Al Museo Madre, a cura di Mario Codognato,  Sislej Xhafa  espone la sua mostra,  “Stil Untitled”, un’antologica che attesta una certa variabilità dell’artista, anche  per i continui cambiamenti delle opere in corso di allestimento -e sembra questo il significato del titolo- cominciando con una grande “Barka”  il cui scafo, composto di scarpe, dichiara subito le intenzioni dell’artista che cerca una intensa e costruttiva comunicazione con il pubblico.

La sua può infatti considerarsi un’arte sociale vicina al Situazionismo degli anni dal Cinquanta al Settanta: Xhafa riprende alcuni motivi delle problematiche oggi evidenti nel mondo e più che altrove nel Mediterraneo: la sua barca  rappresenta un’umanità in sofferenza, accatastata in  un breve spazio come le tante scarpe di uomini e di donne vogliono evocare (l’artista si riferisce agli sbarchi a Lampedusa).  Nel problema dei migranti è la condivisione dello spettatore che Xhafa cerca e certamente trova: per lui la sua arte è “un punto d’incontro per le diverse esperienze”.

 Egli, nativo del Kosovo, è vissuto in Italia ed oggi vive negli Stati Uniti, ma non saprebbe definire realmente le differenze del vivere; non si sente di dare giudizi neanche sulla sua terra di origine, avrebbe dovuto viverci  più a lungo.
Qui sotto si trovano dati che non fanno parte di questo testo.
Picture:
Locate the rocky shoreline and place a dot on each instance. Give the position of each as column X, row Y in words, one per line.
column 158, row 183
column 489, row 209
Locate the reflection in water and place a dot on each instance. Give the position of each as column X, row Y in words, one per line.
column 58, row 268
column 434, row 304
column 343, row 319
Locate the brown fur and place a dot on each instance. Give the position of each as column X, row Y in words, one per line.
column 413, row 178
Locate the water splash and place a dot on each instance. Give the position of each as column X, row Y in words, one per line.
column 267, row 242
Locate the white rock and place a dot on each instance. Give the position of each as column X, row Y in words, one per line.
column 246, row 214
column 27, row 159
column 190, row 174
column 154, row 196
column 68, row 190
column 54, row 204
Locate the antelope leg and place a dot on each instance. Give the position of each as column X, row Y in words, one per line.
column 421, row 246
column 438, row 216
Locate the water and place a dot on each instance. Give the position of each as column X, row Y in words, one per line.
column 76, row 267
La sua osservazione artistica tende ad auspicare una maggiore comprensione verso il sud del Mondo, ma ritiene che l’Europa oggi tenda a chiudersi,  a difesa dalle problematiche degli altri popoli. 

Altra opera  in cui l’artista interroga la reatà che ritiene più forte dell’arte è “Again and Again” del 2000 raffigurante un folto gruppo di  anonimi musicisti con passamontagna; ma è in mostra anche  Molla”, del 2011, una natura morta nero su nero, di sapore quasi magrittiano, in cui è raffigurata una mela  appena percepibile.

E tra le altre “Cerimonial Crying Sistem PV”, una installazione: un  enorme cappuccio bianco simile a quello del Ku Klux Klan dai cui fori oculari escono lacrime, intendendo l’artsta  umanizzare un simbolo universale dell’intolleranza razziale. E ancora  un assemblaggio, un ironico “Sunshade” del 2011: ombrellone ed abiti appesi al chiodo, alludente  a  ferie a buon mercato”.

 Infine un gran tappeto tessuto in Afganistan,“Kaleen” un’enorme riproduzione dei privilegiati cento dollari americani, “…oltre gli orrori della guerra”.